A Constituição Federal de 1988, quando traça às balizas necessárias a legitimidade do ato, não estipula condicionantes a sua realização. No momento em que se autoriza, para sustação de ato (que é) eminentemente político, fundamentando em argumento que não é jurídico, nasce, de dentro do Poder Judiciário, decisão com a pecha do ativismo judicial, violador dos pré-compromissos democráticos que, na linguagem de Georges Abboud, quer dizer Constituição Federal e leis infraconstitucionais[5].

Não se pode, sob qualquer perspectiva, exigir racionalidade jurídica quando os critérios usados na construção da decisão dos magistrados fogem da esfera do Direito: daquilo que foi votado, aprovado e publicado em Diário Oficial da União, sob pena de escancarar perigosíssimo precedente autorizador da aplicação da legislação em qualquer medida.

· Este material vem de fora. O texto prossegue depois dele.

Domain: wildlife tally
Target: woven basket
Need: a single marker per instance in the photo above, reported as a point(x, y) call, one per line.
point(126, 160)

No Estado Democrático de Direito, péssimas nomeações podem acontecer (e acontecem). É na imperfeição democrática que o texto constitucional autoriza nomeações ruins. Para cada nomeação desse tipo, outras tantas viram. É perigoso, sobretudo, por que não se pode transformar o Supremo Tribunal Federal em órgão de consulta prévia de nomeação, muito menos, por meio de Mandado de Segurança, suscitando suposto direito líquido e certo.

A solução é democraticamente ruim e expõe, mais uma vez, o remédio para péssimos governos: as Eleições Gerais. É o ônus que o presidencialismo brasileiro deve carregar!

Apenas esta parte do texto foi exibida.